JOBS_TIMELINE view

The INFORMATION_SCHEMA.JOBS_TIMELINE view contains near real-time BigQuery metadata by timeslice for all jobs submitted in the current project. This view contains currently running and completed jobs.

Required permissions

To query the INFORMATION_SCHEMA.JOBS_TIMELINE view, you need the bigquery.jobs.listAll Identity and Access Management (IAM) permission for the project. Each of the following predefined IAM roles includes the required permission:

  • Project Owner
  • BigQuery Admin

For more information about BigQuery permissions, see Access control with IAM.

Schema

When you query the INFORMATION_SCHEMA.JOBS_TIMELINE_BY_* views, the query results contain one row for every second of execution of every BigQuery job. Each period starts on a whole-second interval and lasts exactly one second.

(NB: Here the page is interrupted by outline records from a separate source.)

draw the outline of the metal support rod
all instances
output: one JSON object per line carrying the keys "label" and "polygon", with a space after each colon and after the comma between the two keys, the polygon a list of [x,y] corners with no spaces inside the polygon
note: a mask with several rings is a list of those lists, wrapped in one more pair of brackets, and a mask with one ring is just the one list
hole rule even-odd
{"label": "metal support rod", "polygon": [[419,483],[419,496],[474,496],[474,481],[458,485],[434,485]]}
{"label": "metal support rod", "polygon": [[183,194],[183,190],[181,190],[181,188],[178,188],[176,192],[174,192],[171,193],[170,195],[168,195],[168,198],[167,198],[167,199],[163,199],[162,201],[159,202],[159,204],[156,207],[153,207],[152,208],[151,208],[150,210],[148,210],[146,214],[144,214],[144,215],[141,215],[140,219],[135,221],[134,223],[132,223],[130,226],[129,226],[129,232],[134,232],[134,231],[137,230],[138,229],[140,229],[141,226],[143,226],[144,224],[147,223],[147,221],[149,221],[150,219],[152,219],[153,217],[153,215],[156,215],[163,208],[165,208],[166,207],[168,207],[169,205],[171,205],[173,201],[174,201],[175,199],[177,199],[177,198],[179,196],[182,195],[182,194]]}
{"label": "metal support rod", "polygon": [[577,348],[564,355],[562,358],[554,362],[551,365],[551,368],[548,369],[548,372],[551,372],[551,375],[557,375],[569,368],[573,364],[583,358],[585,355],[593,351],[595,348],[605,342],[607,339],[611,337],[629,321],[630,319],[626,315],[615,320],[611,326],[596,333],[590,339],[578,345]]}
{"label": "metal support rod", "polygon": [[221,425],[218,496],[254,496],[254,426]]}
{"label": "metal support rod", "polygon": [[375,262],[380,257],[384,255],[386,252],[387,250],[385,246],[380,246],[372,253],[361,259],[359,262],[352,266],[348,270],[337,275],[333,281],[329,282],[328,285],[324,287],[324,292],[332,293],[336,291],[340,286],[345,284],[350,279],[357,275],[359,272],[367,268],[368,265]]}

The INFORMATION_SCHEMA.JOBS_TIMELINE_BY_* view has the following schema:

Column name Data type Value
period_start TIMESTAMP Start time of this period.
period_slot_ms INTEGER Slot milliseconds consumed in this period.
project_id STRING (Clustering column) ID of the project.
project_number INTEGER Number of the project.
user_email STRING (Clustering column) Email address or service account of the user who ran the job.
job_id STRING ID of the job. For example, bquxjob_1234.
job_type STRING The type of the job. Can be QUERY, LOAD, EXTRACT, COPY, or null. Job type null indicates an internal job, such as script job statement evaluation or materialized view refresh.
statement_type STRING The type of query statement, if valid. For example, SELECT, INSERT, UPDATE, or DELETE.
priority STRING The priority of this job. Valid values include INTERACTIVE and BATCH.
parent_job_id STRING ID of the parent job, if any.
job_creation_time TIMESTAMP (Partitioning column) Creation time of this job. Partitioning is based on the UTC time of this timestamp.
job_start_time TIMESTAMP Start time of this job.
job_end_time TIMESTAMP End time of this job.
state STRING Running state of the job at the end of this period. Valid states include PENDING, RUNNING, and DONE.
reservation_id STRING Name of the primary reservation assigned to this job at the end of this period, if applicable.
edition STRING The edition associated with the reservation assigned to this job. For more information about editions, see Introduction to BigQuery editions.
total_bytes_billed INTEGER If the project is configured to use on-demand pricing, then this field contains the total bytes billed for the job. If the project is configured to use flat-rate pricing, then you are not billed for bytes and this field is informational only.
total_bytes_processed INTEGER Total bytes processed by the job.
error_result RECORD Details of error (if any) as an ErrorProto.
cache_hit BOOLEAN Whether the query results of this job were from a cache.
period_shuffle_ram_usage_ratio FLOAT Shuffle usage ratio in the selected time period.
period_estimated_runnable_units INTEGER Units of work that can be scheduled immediately in this period. Additional slots for these units of work accelerate your query, provided no other query in the reservation needs additional slots.
transaction_id STRING ID of the transaction in which this job ran, if any. (Preview)

Data retention

This view contains currently running jobs and the job history of the past 180 days.

Scope and syntax

Queries against this view must include a region qualifier. If you do not specify a regional qualifier, metadata is retrieved from all regions. The following table explains the region scope for this view:

View name Resource scope Region scope
[PROJECT_ID.]`region-REGION`.INFORMATION_SCHEMA.JOBS_TIMELINE[_BY_PROJECT] Project level REGION
Replace the following:

  • Optional: PROJECT_ID: the ID of your Google Cloud project. If not specified, the default project is used.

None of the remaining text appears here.